Can anyone recommend a book or other info source for bio beekeeping for a newbee?? How to shift over, the basics, etc. 

thanx
diane41


----------



## Michael Bush (Aug 2, 2002)

I don't know of any books.

Here is probably more depth than you wanted, but it's very detailed useful info:
http://www.beesource.com/pov/lusby/index.htm

Read it twice. It will make much more sense the second time.

And this is useful:
http://www.beesource.com/pov/simon/10principles.htm

And here are pictures of many things including top bar hives and foundationless frames:
http://www.bushfarms.com/bees.htm

This forum has been the most useful for me. One of the problems is there are many possible choices that will still work. Things like how deep (deep or medium) and wide the boxes are (ten frame or eight frame) what you use for comb building (small cell or foundationless). What you use for a comb guide if you do foundationless (blank starter strips, small cell starter strips, wooden starter strips, beveled etc.). You can do standard hives with frames or Top Bar hives.
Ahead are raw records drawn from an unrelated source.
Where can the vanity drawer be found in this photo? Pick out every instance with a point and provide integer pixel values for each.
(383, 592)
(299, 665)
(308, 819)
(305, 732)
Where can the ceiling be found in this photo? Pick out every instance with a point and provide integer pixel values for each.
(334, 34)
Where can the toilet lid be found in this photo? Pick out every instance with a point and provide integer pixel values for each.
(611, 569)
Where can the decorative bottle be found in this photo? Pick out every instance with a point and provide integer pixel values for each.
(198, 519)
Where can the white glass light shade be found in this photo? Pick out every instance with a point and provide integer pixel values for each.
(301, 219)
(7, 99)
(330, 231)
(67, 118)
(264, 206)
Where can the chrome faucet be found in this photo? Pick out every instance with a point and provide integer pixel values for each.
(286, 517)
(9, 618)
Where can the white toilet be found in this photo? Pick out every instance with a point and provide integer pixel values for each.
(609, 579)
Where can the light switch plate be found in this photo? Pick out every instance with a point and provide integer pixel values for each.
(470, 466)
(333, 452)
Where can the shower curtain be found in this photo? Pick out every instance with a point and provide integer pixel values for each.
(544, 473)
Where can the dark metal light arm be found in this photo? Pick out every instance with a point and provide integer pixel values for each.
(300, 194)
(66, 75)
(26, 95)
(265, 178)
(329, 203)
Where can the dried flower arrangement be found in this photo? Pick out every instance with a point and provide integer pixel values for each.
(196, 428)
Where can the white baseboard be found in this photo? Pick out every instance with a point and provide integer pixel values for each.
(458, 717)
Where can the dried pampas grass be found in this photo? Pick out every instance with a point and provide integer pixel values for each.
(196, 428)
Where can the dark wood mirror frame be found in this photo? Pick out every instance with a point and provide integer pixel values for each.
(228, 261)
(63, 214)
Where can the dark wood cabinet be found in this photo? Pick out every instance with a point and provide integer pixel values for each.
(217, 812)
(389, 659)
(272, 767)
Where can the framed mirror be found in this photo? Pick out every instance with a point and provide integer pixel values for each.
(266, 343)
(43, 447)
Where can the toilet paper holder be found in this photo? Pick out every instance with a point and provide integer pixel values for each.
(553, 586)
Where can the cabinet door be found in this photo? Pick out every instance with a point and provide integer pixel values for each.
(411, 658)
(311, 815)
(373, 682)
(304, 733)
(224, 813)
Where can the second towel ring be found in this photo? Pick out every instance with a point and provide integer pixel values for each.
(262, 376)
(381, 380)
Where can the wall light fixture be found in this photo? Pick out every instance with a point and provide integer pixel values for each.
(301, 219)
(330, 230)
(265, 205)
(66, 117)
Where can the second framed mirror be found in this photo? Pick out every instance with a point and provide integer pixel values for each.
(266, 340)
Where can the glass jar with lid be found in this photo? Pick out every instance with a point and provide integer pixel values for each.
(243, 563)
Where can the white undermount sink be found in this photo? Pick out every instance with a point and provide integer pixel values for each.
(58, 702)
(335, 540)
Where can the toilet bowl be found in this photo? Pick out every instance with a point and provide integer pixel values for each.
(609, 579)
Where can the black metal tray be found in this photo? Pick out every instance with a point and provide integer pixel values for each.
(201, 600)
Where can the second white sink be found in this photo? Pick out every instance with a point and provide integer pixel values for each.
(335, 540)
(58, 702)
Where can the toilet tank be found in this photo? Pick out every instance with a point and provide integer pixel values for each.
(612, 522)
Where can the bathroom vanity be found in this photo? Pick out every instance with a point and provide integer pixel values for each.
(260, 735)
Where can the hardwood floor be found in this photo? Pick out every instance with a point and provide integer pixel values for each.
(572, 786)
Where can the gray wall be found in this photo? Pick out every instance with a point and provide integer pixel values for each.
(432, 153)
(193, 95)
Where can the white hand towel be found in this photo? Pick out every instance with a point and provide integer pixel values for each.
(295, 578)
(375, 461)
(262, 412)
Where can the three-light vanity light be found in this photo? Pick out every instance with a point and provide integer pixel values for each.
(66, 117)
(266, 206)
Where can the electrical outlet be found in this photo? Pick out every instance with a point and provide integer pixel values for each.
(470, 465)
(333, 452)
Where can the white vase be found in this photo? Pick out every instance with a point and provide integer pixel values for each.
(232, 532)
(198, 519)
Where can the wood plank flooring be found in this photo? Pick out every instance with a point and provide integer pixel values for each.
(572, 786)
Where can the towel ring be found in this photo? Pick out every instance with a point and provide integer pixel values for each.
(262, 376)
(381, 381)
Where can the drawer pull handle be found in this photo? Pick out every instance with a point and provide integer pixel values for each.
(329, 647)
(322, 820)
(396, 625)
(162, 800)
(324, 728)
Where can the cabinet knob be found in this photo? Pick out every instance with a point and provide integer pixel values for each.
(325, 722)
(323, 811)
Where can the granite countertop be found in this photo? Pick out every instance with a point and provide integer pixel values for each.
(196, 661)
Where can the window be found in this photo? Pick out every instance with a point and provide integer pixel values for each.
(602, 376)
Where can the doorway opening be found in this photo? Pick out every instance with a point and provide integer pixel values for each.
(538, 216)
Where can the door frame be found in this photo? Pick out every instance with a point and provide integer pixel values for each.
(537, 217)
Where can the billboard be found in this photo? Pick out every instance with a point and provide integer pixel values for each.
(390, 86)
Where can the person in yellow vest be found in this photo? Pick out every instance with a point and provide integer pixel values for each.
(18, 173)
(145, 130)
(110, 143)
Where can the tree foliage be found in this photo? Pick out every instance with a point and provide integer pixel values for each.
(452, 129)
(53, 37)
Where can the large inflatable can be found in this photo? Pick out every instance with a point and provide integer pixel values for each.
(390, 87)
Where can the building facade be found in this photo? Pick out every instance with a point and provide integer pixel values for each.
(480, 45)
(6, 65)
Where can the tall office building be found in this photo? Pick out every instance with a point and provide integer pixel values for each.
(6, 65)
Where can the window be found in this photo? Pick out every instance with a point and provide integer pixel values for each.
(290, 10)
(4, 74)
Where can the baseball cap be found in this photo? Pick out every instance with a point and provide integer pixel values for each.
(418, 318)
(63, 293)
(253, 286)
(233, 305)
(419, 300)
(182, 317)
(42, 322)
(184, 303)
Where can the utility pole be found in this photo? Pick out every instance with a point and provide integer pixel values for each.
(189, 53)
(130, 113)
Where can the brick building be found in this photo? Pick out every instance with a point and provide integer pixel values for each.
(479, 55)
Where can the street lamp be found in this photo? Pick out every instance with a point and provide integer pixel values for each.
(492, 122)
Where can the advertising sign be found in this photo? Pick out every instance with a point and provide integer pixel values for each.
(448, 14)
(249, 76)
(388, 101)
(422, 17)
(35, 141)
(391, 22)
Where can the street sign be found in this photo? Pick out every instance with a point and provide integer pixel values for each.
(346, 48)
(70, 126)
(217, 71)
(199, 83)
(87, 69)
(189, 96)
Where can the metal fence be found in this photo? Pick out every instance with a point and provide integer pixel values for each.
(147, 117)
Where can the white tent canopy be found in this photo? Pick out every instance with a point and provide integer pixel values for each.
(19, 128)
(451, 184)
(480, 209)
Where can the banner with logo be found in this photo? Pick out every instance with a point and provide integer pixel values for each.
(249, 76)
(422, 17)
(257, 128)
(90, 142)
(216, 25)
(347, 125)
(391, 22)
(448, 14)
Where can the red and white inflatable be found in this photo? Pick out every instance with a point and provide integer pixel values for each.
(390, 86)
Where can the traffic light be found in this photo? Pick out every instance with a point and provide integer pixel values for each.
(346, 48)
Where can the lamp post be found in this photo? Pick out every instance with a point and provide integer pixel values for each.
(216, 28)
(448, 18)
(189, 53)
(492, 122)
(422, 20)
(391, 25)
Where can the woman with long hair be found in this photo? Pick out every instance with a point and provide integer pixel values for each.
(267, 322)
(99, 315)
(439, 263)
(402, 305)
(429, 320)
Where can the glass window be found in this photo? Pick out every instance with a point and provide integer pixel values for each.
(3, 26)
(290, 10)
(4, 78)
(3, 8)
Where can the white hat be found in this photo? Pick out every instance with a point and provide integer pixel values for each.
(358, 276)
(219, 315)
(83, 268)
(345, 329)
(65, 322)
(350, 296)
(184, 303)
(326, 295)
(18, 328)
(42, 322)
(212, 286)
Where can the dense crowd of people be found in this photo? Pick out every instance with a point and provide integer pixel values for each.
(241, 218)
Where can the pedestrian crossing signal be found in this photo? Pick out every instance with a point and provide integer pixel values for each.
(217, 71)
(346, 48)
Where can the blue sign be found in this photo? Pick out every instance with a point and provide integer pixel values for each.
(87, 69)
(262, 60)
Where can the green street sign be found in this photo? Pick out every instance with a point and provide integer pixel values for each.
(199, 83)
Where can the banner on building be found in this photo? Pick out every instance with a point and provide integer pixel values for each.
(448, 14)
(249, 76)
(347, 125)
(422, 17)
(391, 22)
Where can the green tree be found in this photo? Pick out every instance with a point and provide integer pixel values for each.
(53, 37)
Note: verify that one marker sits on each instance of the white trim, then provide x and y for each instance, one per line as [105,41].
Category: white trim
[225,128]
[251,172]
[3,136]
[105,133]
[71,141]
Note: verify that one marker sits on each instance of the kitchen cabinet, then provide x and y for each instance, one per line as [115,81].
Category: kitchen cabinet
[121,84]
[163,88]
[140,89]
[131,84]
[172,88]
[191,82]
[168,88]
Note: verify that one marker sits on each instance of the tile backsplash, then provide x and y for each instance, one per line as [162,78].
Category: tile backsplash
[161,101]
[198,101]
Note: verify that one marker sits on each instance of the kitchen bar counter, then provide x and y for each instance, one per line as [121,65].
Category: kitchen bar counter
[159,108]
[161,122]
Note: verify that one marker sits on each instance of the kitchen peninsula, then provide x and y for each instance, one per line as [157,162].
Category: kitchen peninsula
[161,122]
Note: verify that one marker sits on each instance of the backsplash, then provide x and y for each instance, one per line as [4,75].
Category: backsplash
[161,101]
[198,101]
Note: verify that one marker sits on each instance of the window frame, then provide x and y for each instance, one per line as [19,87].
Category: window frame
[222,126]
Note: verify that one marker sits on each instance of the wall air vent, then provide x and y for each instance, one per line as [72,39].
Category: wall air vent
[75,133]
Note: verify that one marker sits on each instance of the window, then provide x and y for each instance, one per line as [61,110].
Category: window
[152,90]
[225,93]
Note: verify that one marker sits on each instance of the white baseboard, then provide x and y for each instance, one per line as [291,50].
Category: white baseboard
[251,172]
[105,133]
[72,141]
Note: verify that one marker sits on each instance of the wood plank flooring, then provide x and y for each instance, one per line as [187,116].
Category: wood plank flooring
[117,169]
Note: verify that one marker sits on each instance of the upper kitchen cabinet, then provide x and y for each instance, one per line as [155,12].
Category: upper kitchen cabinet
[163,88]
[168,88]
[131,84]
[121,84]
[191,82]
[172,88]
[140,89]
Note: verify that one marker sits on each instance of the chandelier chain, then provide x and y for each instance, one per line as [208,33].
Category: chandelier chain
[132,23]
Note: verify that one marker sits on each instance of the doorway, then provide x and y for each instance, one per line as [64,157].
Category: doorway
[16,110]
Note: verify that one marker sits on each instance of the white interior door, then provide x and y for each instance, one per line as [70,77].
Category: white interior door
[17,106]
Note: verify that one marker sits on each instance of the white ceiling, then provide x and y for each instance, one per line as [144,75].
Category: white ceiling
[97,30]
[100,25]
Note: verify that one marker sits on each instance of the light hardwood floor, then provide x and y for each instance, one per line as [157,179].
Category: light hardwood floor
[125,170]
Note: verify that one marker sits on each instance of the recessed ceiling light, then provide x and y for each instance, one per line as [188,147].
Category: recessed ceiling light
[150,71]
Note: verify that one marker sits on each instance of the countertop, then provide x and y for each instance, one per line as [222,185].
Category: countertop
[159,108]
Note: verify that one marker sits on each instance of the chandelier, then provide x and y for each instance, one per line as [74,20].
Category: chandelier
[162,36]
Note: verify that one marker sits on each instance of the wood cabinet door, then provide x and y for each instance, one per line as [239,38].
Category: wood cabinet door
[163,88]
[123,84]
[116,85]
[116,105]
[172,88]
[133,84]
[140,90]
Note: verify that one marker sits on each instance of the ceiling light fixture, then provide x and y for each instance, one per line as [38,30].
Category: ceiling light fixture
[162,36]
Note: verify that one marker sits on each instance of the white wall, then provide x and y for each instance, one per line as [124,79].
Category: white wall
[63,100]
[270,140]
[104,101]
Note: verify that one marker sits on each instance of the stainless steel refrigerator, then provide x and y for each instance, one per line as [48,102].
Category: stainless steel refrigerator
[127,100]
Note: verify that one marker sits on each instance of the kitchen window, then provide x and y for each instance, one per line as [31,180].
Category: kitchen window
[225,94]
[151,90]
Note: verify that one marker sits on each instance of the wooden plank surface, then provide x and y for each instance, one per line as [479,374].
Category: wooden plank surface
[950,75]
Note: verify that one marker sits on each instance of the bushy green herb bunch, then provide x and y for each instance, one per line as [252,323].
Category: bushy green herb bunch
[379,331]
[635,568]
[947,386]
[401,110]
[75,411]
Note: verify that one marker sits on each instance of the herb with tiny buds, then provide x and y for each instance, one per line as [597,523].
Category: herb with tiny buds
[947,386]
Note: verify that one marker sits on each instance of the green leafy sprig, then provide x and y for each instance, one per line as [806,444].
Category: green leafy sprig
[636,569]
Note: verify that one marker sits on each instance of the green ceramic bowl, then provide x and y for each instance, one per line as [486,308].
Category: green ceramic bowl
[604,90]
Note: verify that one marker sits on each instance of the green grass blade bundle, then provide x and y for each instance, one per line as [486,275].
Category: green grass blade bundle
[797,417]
IMO the crux of the matter is the bees need to build their own comb of the appropriate size. You can LET them, by not using foundation, or you can encourage them by using small cell foundation. If you want to LET them build their own cell sizes, then you need to do something for a comb guide (so they don't look like this: http://www.beesource.com/pov/simon/comb.jpg ). Otherwise, you need to buy small cell foundation and learn to wire and embed. http://www.beesource.com/eob/wire_embedder/index.htm

AND you need to get all the chemicals, in particular Apistan and Checkmite, out of your hives. These are mostly in the wax so if you don't buy foundation you should be ok.

I'd still learn to monitor Varroa mites so you can tell if what you are doing is working.


----------



## diane41 (Sep 27, 2005)

Thanx for the info, i have my research work cut out for me!!

diane


----------